1. \(\left( {0,1} \right),\left( {1,1} \right),\left( {2,2} \right),\left( {3,2} \right)\)

Use the x and y coordinates to find the \(X\) and \(y\) matrices.

\(X = \left[ {\begin{aligned}1&0\\1&1\\1&2\\1&3\end{aligned}} \right]\) and \(y = \left[ {\begin{aligned}1\\1\\2\\2\end{aligned}} \right]\)

The normal equation of \(X\beta = y\) can be obtained using \({X^T}X\beta = {X^T}y\) which is equivalent to \(\beta = {\left( {{X^T}X} \right)^{ - 1}}{X^T}y\).

Find \({X^T}X\) as follows:

\(\begin{aligned}{X^T}X &= \left[ {\begin{aligned}1&1&1&1\\0&1&2&3\end{aligned}} \right]\left[ {\begin{aligned}1&0\\1&1\\1&2\\1&3\end{aligned}} \right]\\ &= \left[ {\begin{aligned}{1 + 1 + 1 + 1}&{0 + 1 + 2 + 3}\\{0 + 1 + 2 + 3}&{0 + 1 + 4 + 9}\end{aligned}} \right]\\ &= \left[ {\begin{aligned}4&6\\6&{14}\end{aligned}} \right]\end{aligned}\)
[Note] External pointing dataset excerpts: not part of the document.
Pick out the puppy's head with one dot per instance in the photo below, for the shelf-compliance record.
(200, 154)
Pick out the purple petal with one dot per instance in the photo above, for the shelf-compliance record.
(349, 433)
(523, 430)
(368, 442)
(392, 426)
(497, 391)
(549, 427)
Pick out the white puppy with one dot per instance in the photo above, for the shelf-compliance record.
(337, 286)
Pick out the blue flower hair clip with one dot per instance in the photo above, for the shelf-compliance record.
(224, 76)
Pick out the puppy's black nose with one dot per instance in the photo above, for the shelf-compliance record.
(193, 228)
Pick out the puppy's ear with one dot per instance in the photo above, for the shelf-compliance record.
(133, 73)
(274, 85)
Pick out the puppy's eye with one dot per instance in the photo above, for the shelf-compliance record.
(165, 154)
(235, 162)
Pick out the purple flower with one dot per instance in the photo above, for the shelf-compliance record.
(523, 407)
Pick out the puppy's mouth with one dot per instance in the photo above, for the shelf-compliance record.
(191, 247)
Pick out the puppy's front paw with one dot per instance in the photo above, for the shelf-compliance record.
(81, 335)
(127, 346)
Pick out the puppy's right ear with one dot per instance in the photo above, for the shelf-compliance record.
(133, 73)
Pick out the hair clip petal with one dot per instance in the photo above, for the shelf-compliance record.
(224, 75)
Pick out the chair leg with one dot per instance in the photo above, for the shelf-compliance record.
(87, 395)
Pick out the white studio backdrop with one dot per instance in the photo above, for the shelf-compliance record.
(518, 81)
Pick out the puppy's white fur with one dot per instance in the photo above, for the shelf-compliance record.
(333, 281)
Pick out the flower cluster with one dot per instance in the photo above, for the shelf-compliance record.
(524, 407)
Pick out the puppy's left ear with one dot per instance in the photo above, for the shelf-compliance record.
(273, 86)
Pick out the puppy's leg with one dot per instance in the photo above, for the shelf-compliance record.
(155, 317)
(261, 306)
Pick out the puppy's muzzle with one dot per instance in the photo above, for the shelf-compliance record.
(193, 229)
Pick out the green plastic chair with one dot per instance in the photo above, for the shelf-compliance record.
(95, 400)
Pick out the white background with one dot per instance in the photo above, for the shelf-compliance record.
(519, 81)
Find the inverse of \({X^T}X\) as follows:

\(\begin{aligned}{\left( {{X^T}X} \right)^{ - 1}} &= {\left[ {\begin{aligned}4&6\\6&{14}\end{aligned}} \right]^{ - 1}}\\ &= \frac{1}{{56 - 36}}\left[ {\begin{aligned}{*{20}{c}}{14}&{ - 6}\\{ - 6}&4\end{aligned}} \right]\\ &= \frac{1}{{20}}\left[ {\begin{aligned}{14}&{ - 6}\\{ - 6}&4\end{aligned}} \right]\end{aligned}\)

Find \({X^T}y\) as follows:

\(\begin{aligned}{X^T}y &= \left[ {\begin{aligned}1&1&1&1\\0&1&2&3\end{aligned}} \right]\left[ {\begin{aligned}1\\1\\2\\2\end{aligned}} \right]\\ &= \left[ {\begin{aligned}{1 + 1 + 2 + 2}\\{0 + 1 + 4 + 6}\end{aligned}} \right]\\ &= \left[ {\begin{aligned}6\\{11}\end{aligned}} \right]\end{aligned}\)

Substitute the calculated values in \(\beta = {\left( {{X^T}X} \right)^{ - 1}}{X^T}y\) and solve it as follows:

\(\begin{aligned}\beta &= {\left( {{X^T}X} \right)^{ - 1}}{X^T}y\\\beta &= \frac{1}{{20}}\left[ {\begin{aligned}{14}&{ - 6}\\{ - 6}&4\end{aligned}} \right]\left[ {\begin{aligned}6\\{11}\end{aligned}} \right]\\\beta &= \frac{1}{{20}}\left[ {\begin{aligned}{84 - 66}\\{ - 36 + 44}\end{aligned}} \right]\\\beta &= \frac{1}{{20}}\left[ {\begin{aligned}{18}\\8\end{aligned}} \right]\\\left[ {\begin{aligned}{{\beta _0}}\\{{\beta _1}}\end{aligned}} \right] &= \left[ {\begin{aligned}{0.9}\\{0.4}\end{aligned}} \right]\end{aligned}\)

Hence, the equation of the least-square line that best fits is \(y = 0.9 + 0.4x\).